Everest Poker – the bathroom from funny you should ask on Vimeo.

Everest Poker – The Club from funny you should ask on Vimeo.

Everest Poker was a bit late into the Swedish market, considering the boom in 2005 and 2006. But then again the category as such seem to never get tired of playing and definitely not growing tired of sign-up bonuses. Talking to, and practically living with, poker fanatics from all buy-in levels of the game tells you many things and one of them is the fact that it’s a high interest category but with very low interest in the product brands in every aspect other than the functional benefits which is about functionality on the site (smart settings, auto fold, proximity of buttons and the order thereof etc), number of active players (need to be lots of tables across all buy-in levels), whether or not you can be lucky enough to play with real pros and of course the sign-up bonus (which you don’t want to make your only reason for acquisition as repeat playing gets tricky), most of which are experienced by trial.

Obviously brand communications play a role, first of all by getting people there (and then conversion is up to the site) and also by reminding players that it’s time to try something new (considering the fact that they are often registered on 5-8 sites and often active on 3+ at the time). How you do this, however, doesn’t necessarily have to be so functionally focused and not even bonus focused given the category norm which says; poker players try everything.

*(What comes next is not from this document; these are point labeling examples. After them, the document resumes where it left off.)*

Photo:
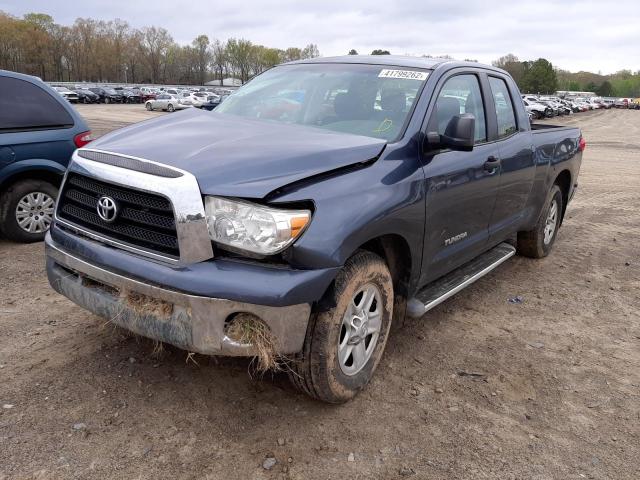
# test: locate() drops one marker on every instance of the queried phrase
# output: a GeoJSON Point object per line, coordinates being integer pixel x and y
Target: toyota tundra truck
{"type": "Point", "coordinates": [320, 202]}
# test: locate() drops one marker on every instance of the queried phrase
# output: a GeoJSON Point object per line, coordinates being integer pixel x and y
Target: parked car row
{"type": "Point", "coordinates": [191, 96]}
{"type": "Point", "coordinates": [631, 103]}
{"type": "Point", "coordinates": [177, 101]}
{"type": "Point", "coordinates": [547, 106]}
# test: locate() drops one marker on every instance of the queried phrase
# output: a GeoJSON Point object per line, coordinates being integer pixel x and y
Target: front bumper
{"type": "Point", "coordinates": [191, 322]}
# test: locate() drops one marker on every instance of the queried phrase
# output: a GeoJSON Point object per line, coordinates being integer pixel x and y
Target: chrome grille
{"type": "Point", "coordinates": [144, 220]}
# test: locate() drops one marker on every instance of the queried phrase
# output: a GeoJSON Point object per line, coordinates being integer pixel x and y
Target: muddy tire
{"type": "Point", "coordinates": [26, 210]}
{"type": "Point", "coordinates": [537, 243]}
{"type": "Point", "coordinates": [345, 343]}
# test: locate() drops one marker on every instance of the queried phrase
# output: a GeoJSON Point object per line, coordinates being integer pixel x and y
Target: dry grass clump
{"type": "Point", "coordinates": [250, 330]}
{"type": "Point", "coordinates": [144, 305]}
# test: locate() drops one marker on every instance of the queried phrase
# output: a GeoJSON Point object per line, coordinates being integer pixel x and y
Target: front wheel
{"type": "Point", "coordinates": [537, 243]}
{"type": "Point", "coordinates": [345, 343]}
{"type": "Point", "coordinates": [26, 210]}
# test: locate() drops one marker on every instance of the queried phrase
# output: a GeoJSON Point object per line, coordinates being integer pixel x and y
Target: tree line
{"type": "Point", "coordinates": [112, 51]}
{"type": "Point", "coordinates": [540, 76]}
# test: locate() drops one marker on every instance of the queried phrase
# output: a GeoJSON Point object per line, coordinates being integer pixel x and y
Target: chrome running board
{"type": "Point", "coordinates": [447, 286]}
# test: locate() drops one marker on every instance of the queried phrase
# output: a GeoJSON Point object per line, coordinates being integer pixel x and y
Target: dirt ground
{"type": "Point", "coordinates": [479, 388]}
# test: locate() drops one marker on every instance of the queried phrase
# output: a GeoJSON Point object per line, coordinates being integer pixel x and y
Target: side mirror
{"type": "Point", "coordinates": [459, 134]}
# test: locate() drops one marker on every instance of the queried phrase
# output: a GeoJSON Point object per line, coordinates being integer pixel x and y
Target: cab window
{"type": "Point", "coordinates": [504, 107]}
{"type": "Point", "coordinates": [461, 94]}
{"type": "Point", "coordinates": [25, 106]}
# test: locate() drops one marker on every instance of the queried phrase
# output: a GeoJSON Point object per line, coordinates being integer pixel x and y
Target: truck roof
{"type": "Point", "coordinates": [394, 60]}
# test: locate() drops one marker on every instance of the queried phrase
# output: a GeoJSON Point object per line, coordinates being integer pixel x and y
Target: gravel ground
{"type": "Point", "coordinates": [479, 388]}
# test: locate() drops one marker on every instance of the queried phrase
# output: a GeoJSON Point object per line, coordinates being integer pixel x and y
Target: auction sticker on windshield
{"type": "Point", "coordinates": [404, 74]}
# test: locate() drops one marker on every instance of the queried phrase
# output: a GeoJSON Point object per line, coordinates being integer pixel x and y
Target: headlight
{"type": "Point", "coordinates": [253, 228]}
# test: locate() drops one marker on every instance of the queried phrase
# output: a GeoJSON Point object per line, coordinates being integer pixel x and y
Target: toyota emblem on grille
{"type": "Point", "coordinates": [107, 209]}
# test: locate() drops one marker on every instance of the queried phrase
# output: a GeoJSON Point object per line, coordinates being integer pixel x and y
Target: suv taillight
{"type": "Point", "coordinates": [582, 144]}
{"type": "Point", "coordinates": [83, 138]}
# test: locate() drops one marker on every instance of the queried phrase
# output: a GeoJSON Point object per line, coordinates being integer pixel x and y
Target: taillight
{"type": "Point", "coordinates": [83, 138]}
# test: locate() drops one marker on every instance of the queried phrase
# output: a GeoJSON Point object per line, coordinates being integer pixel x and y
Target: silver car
{"type": "Point", "coordinates": [166, 102]}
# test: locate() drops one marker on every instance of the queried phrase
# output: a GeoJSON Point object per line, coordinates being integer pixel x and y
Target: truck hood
{"type": "Point", "coordinates": [235, 156]}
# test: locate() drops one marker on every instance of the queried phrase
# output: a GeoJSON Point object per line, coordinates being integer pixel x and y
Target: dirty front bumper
{"type": "Point", "coordinates": [191, 322]}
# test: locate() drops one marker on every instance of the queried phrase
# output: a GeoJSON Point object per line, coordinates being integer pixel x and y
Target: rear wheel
{"type": "Point", "coordinates": [345, 343]}
{"type": "Point", "coordinates": [537, 243]}
{"type": "Point", "coordinates": [26, 210]}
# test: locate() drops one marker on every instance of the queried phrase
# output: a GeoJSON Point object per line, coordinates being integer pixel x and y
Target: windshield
{"type": "Point", "coordinates": [370, 100]}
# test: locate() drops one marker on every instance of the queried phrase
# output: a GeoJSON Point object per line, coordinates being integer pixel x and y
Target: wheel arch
{"type": "Point", "coordinates": [395, 251]}
{"type": "Point", "coordinates": [563, 180]}
{"type": "Point", "coordinates": [44, 170]}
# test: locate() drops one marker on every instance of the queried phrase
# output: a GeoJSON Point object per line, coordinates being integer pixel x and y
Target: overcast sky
{"type": "Point", "coordinates": [574, 35]}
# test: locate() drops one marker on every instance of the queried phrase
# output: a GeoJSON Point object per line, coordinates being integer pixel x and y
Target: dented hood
{"type": "Point", "coordinates": [236, 156]}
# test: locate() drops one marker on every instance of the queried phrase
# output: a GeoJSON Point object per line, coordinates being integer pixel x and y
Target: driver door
{"type": "Point", "coordinates": [461, 186]}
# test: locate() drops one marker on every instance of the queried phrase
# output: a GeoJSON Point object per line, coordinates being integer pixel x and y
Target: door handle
{"type": "Point", "coordinates": [492, 164]}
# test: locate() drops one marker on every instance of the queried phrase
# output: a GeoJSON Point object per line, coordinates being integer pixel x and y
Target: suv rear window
{"type": "Point", "coordinates": [25, 106]}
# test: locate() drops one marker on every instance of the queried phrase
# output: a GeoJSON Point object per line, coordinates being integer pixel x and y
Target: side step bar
{"type": "Point", "coordinates": [438, 291]}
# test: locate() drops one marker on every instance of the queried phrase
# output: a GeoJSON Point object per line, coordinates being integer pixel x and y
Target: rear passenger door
{"type": "Point", "coordinates": [517, 159]}
{"type": "Point", "coordinates": [461, 186]}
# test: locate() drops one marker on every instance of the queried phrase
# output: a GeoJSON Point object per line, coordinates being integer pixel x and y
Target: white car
{"type": "Point", "coordinates": [70, 95]}
{"type": "Point", "coordinates": [167, 102]}
{"type": "Point", "coordinates": [194, 99]}
{"type": "Point", "coordinates": [536, 109]}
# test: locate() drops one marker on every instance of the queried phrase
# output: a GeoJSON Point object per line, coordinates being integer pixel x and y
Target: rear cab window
{"type": "Point", "coordinates": [26, 106]}
{"type": "Point", "coordinates": [461, 94]}
{"type": "Point", "coordinates": [505, 113]}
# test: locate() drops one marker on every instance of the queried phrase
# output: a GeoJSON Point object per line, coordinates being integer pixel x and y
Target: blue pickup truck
{"type": "Point", "coordinates": [320, 202]}
{"type": "Point", "coordinates": [39, 131]}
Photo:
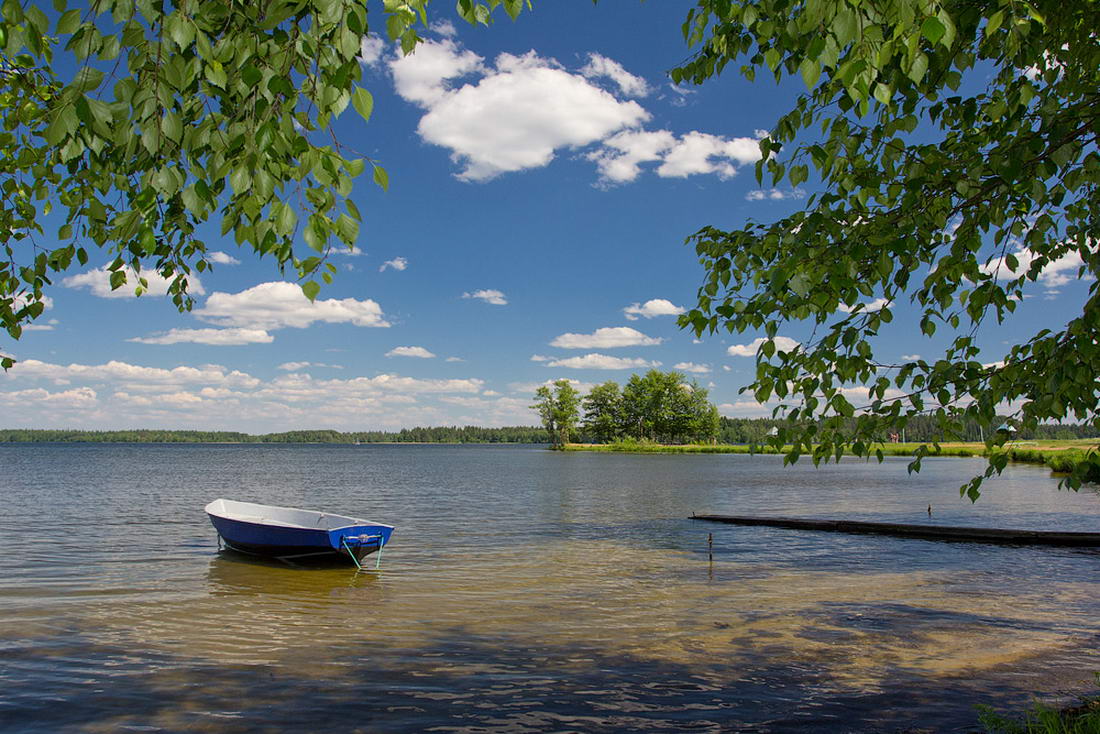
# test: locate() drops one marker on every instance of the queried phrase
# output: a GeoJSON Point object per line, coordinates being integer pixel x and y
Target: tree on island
{"type": "Point", "coordinates": [559, 411]}
{"type": "Point", "coordinates": [139, 120]}
{"type": "Point", "coordinates": [956, 160]}
{"type": "Point", "coordinates": [658, 406]}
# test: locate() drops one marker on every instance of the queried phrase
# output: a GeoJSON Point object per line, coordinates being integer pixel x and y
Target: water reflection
{"type": "Point", "coordinates": [232, 573]}
{"type": "Point", "coordinates": [528, 591]}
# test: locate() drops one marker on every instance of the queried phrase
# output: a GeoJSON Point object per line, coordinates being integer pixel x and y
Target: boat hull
{"type": "Point", "coordinates": [351, 541]}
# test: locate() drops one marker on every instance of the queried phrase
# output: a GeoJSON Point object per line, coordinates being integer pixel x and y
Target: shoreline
{"type": "Point", "coordinates": [1059, 456]}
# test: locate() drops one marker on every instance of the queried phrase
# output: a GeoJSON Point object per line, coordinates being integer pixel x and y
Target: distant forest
{"type": "Point", "coordinates": [730, 430]}
{"type": "Point", "coordinates": [439, 435]}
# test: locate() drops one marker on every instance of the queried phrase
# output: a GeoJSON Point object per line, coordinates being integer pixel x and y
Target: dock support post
{"type": "Point", "coordinates": [353, 559]}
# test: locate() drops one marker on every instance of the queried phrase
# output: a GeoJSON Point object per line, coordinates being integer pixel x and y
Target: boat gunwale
{"type": "Point", "coordinates": [355, 522]}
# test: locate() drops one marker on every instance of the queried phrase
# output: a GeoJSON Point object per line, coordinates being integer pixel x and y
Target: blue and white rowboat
{"type": "Point", "coordinates": [290, 535]}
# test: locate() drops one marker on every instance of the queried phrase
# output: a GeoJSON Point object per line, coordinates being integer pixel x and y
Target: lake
{"type": "Point", "coordinates": [529, 591]}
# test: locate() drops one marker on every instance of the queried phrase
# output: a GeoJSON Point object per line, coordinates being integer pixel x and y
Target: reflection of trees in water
{"type": "Point", "coordinates": [466, 682]}
{"type": "Point", "coordinates": [238, 574]}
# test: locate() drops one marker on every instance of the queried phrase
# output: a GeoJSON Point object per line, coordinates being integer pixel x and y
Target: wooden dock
{"type": "Point", "coordinates": [924, 532]}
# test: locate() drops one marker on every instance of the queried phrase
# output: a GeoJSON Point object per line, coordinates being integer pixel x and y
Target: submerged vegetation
{"type": "Point", "coordinates": [1041, 719]}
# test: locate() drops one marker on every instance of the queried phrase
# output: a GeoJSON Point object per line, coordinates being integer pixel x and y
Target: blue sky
{"type": "Point", "coordinates": [543, 176]}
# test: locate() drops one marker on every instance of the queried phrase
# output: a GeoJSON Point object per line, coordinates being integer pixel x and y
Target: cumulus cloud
{"type": "Point", "coordinates": [371, 50]}
{"type": "Point", "coordinates": [605, 338]}
{"type": "Point", "coordinates": [283, 305]}
{"type": "Point", "coordinates": [99, 283]}
{"type": "Point", "coordinates": [691, 367]}
{"type": "Point", "coordinates": [294, 367]}
{"type": "Point", "coordinates": [135, 376]}
{"type": "Point", "coordinates": [628, 84]}
{"type": "Point", "coordinates": [121, 395]}
{"type": "Point", "coordinates": [595, 361]}
{"type": "Point", "coordinates": [222, 258]}
{"type": "Point", "coordinates": [490, 296]}
{"type": "Point", "coordinates": [774, 194]}
{"type": "Point", "coordinates": [652, 308]}
{"type": "Point", "coordinates": [212, 337]}
{"type": "Point", "coordinates": [1054, 274]}
{"type": "Point", "coordinates": [547, 107]}
{"type": "Point", "coordinates": [870, 306]}
{"type": "Point", "coordinates": [620, 157]}
{"type": "Point", "coordinates": [410, 351]}
{"type": "Point", "coordinates": [782, 343]}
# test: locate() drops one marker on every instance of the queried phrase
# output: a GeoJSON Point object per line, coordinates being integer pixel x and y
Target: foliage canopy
{"type": "Point", "coordinates": [141, 119]}
{"type": "Point", "coordinates": [932, 189]}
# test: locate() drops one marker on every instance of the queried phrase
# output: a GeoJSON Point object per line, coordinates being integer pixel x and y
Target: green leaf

We devised a creative strategy playing on high quality feature film style, while communicating the most core brand value of Everest Poker; not making it about bling bling, not about taking the last dime off your opponents – but for the love of the game. A place less macho, and a tad bit more friendly without coming across as completely alien for that matter. That, we figured, is to be shown before experienced, but probably not told. For the player tuned to details, you’d see that the 4 films in total were actually connected in 2 stories. After all, it was all built on evoking curiosity as opposed to being stupidly redundant.